With global arms majors focused on the commercial opportunities presented by India’s military modernisation programme, consulting firm Deloitte India and the Confederation of Indian Industry (CII) have produced a detailed report on the country’s defence market and the possibilities it presents, stated Business Standard.
Entitled, “Prospects for Global Defence Export Industry in Indian Defence Market”, the report was released today at the Eurosatory 2010 defence exhibition in Paris. The report follows a KPMG-CII report in January on “Opportunities in the Indian Defence Sector”, a PricewaterhouseCoopers report in April on “Aerospace and Defence Insights” and a CII report last month on foreign direct investment (FDI) in the defence sector.
The Deloitte-CII report points out that as defence expenditure drops in the traditionally big-spending western economies, including the USA, Indian defence spending will grow steadily over the next 20-25 years, as New Delhi implements a major defence modernisation.
KEY IAF PROJECTS:
* 180 Sukhoi-30MKI (pictured) fighters, worth $9.9 billion.
* 126 medium fighters (to replace the MiG-21) for $9.09 billion.
* 120 indigenous Tejas light combat aircraft (LCA), for which an additional $1.71 billion has been allotted.
* Advanced and intermediate jet trainer aircraft.
* The Indo-Russian Fifth Generation Fighter, with an estimated development cost of $9.9 billion.
* Upgrades to more than 60 MiG, Jaguar and Mirage aircraft.
Linking defence spending to the International Monetary Fund (IMF) prediction that India’s economy will grow in real terms by 7.5 per cent from 2010 to 2014, the Deloitte-CII report says that India’s current defence expenditure of $32.03 billion will rise to an estimated $42 billion by 2015. The capital expenditure on new weapons platforms will rise from the current $13.04 billion to $19.2 billion in 2015.
Inflation, warns the report, somewhat tempers these figures: the real growth in defence expenditure is expected to be marginal over the next two years and about 5.3 per cent from 2012 to 2015. Nevertheless, the figures remain impressive. During the current Five Year Plan (2007-12), India will spend $100 billion on weaponry, which will rise to $120 billion during the next Five Year Plan (2012-17).
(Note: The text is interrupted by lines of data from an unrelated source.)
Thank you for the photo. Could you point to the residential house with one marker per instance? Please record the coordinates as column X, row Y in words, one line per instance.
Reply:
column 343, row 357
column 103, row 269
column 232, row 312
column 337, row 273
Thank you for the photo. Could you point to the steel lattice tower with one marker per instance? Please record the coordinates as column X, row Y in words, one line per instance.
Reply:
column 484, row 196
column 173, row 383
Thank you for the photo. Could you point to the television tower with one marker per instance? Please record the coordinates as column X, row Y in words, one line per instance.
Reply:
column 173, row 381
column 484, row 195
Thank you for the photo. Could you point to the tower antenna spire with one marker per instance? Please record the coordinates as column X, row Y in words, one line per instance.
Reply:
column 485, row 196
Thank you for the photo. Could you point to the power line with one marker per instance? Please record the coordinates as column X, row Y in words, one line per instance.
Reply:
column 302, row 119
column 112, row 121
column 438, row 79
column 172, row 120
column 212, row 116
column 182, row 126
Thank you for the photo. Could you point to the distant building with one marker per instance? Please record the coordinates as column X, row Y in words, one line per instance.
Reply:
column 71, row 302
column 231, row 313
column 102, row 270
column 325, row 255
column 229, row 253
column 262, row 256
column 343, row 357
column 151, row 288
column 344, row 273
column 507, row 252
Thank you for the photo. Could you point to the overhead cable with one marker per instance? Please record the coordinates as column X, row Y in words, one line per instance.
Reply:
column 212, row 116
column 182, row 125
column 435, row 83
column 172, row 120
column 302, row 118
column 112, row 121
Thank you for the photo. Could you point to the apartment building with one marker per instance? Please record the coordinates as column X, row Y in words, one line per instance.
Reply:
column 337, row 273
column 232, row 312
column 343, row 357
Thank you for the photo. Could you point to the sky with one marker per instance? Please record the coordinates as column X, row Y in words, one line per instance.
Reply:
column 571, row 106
Deloitte-CII point out that 70 per cent of this procurement, in value terms, is from foreign sources; Indian companies supply only 30 per cent, the bulk of that as components and sub-assemblies to state-owned companies. The report is sceptical about the Indian MoD’s (Ministry of Defence’s) oft-repeated target of 70 per cent indigenous production. If that target is to be achieved by 2015, local industry would need to more than double in size, an unlikely event.
India’s domestic defence sector benefits from increasing MoD requirements to “buy local” as well as taxation arrangements that advantage local firms; in the case of defence public sector undertakings (DPSUs), tax advantages can be as high as 50 per cent. Deloitte-CII, however, see clear opportunities for foreign firms in providing specialist inputs to Indian defence manufacturers, which they require for developing advanced platforms and systems.